Fortunately for all involved, he can freely leave the oft-quarantined facility where he lives and gather off-site with family for frolicking and fun. It is decided by the all in the family that we will gather a sister Sheri's new home on Saturday the 12th, about 6 miles from Dad's place. Sister Wendy scooped him up and brought him to his birthday celebration lunch on their way down from Anacortes. I volunteered to cook a salmon party dinner, with rice pilaf. Sheri made the birthday cake and a couple of sides. Now It's A Party!

Salmon dinner served to celebrate 91 good years

I am excited to get to cook real food in a real kitchen after months of microwave meals in my travel trailer on the construction site. 

We had a party, everybody came and most sang Happy Birthday to YOU! We talked, reminisced and then it was time to let them eat cake.

Happy Birthday Dad!

You are doing great - here's to many more.

Dad chats up son-in-law Tony, Barth and Wendy listen in

 


Our hosts: Sheri and Tony in their new home


Grandson Brian delivers 4 mo Ellie to Great Grandpa

Ellie and Great Grandpa Al bond as Grandma Wendy and son Brian hang on the sidelines


 

   

Monday, February 14, 2022

Little House in the Big Woods - What was Once in the Abstract is Now in the Concrete

Was it a dream? 

A vision? 

A fantasy?

I can say, "Yes, it was." 

I can't say when or how it came to be; nor do I recall if it was a flash of sudden insight, or more likely, a slow metamorphosis of an abstract idea. 

I wanted duality, contrast, balance. I wanted it to feel sensual, a uniting of the feminine and the masculine. A wedding of soft curves and clean, hard lines. I wanted it to be a place that captured my interests and stroked my curiosity. I wanted it to drawn in friend, family and visitors with an inviting sense of whimsy and a hint of mystery.

It was intentional in many ways, but its form has been modified by required building codes and practical construction advice. The process has been fluid.

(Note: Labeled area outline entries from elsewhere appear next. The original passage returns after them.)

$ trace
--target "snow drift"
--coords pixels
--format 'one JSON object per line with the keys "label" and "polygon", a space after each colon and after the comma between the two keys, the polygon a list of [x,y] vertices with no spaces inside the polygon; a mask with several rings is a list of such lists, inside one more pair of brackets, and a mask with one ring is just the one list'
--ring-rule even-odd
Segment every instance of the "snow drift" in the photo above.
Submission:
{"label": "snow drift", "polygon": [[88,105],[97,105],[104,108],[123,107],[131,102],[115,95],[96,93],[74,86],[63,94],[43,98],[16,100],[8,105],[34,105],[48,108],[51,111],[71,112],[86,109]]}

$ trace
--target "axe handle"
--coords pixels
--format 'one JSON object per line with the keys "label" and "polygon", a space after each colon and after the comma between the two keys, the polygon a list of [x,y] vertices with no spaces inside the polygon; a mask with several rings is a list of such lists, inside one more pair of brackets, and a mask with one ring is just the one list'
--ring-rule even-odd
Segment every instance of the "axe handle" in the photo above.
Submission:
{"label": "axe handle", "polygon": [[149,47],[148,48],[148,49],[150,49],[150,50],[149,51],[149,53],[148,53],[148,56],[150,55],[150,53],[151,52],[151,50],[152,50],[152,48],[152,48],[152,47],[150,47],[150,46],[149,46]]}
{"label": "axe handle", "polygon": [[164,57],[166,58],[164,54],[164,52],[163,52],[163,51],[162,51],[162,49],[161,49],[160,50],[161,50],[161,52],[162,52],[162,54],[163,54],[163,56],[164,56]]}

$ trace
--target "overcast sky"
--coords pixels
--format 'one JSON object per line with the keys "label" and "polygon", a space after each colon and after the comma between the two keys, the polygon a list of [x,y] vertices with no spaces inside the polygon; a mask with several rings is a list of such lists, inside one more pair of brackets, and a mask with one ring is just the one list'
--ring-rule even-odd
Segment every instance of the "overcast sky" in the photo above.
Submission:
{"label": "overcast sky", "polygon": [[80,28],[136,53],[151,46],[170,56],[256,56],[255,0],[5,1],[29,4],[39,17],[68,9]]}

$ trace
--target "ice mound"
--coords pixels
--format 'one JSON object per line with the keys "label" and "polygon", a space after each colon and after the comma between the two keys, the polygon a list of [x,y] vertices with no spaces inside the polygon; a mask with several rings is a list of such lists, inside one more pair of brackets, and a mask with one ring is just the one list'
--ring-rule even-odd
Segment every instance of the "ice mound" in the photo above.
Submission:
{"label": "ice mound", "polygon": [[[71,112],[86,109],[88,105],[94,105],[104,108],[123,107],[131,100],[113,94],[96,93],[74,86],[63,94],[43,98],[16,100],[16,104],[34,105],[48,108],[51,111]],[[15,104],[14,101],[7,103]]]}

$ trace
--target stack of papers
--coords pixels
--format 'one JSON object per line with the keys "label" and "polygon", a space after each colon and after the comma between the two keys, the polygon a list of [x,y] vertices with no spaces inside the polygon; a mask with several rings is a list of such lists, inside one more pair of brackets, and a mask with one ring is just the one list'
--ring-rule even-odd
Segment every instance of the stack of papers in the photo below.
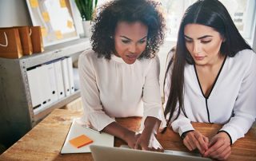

The home that was once dreamed of in the abstract is now in the concrete

 

 

It takes 6 Cubic Yards to cement a dream

What was once in my mind held only in the abstract of loose-knit concepts has now taken on form in the concrete.

 

Basement slab is repaired after plumbing is installed

 

Finishing crew fills support post holes


 

 

Pouring the basement patio

I think this is not the way most men build a house. I feel this is the way that I end up building a house. What fun to slip from dream and fantasy in the abstract to the concrete form of cement, wood, nails and glass. 

It has been an enjoyable journey.

Monday, February 7, 2022

Morning Mist


Morning Mist

February 6, 2022


I have shared some complaints borne of living in isolation in the woods of the Pacific Northwest. There is plenty of rain this winter, which begets plenty of mud. I grow weary of the rain and mud. My residence is a small travel trailer that provides cover and heat for a basic existence.

By nature, I am not a unduly burdened by hardships. In the midst of my irregular living circumstances, I also find pleasures in living in isolation in the woods of the Pacific Northwest.

I choose to share not a complaint, but the pleasure of a winter's late sunrise above the morning mist rising above Pilchuck Creek as it cuts my land beyond these cottonwood trees.